High blirters who are members of single cliques, on the other hand, have the opportunity to build trust through the transparency of their frequent communication with clique members. Their friends are likely to appreciate their spontaneity, and their tendency to speak their mind.
Investing in building trust
Our research shows that individuals whose friendships span cliques are likely to be trusted to the extent that they exhibit a diplomatic personality style that combines a flexible presentation of themselves with a cautious revelation of their beliefs, attitudes and feelings. For employees whose friendships are within a single clique, competing pressures are less evident. But a personality style that combines low self-monitoring and high blirtatiousness is most likely to win colleagues’ trust in a non-broker friendship network.

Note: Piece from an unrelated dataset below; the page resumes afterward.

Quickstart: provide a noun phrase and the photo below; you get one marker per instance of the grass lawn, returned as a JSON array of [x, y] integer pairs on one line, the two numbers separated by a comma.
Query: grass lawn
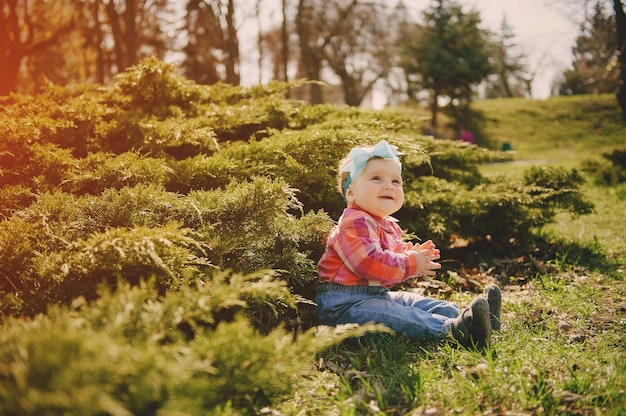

Friendship in a work setting is incredibly important both for an employee’s personal growth and for their productivity. These friendships are particularly demanding, however, with friendship obligations likely to conflict with the organizational norms of discretion and neutrality – and nowhere more so than for employees whose friendships are across more than one friendship group.
Managers would do well to keep in mind, however, the potentially important role of these “friendship brokers” in an organization. Among the many advantages they offer is their potential to bring different departments or teams closer together and to increase knowledge sharing, which also stimulates innovation. Management should therefore encourage individuals who operate as “brokers” through shout-outs at department meetings and commendations during performance evaluations.
As for individuals who operate as friendship brokers – they should be aware that being a diplomat and a go-between comes with a certain degree of risk. If they do not have the versatility of personality required to match the role and cannot be discreet and careful with their words, they may end up being the object of distrust across multiple groups.
This article draws its inspiration from the paper “When Brokerage between Friendship Cliques Endangers Trust: A Personality-Network Fit Perspective” by Stefano Tasselli and Martin Kilduff, in the Academy of Management Journal.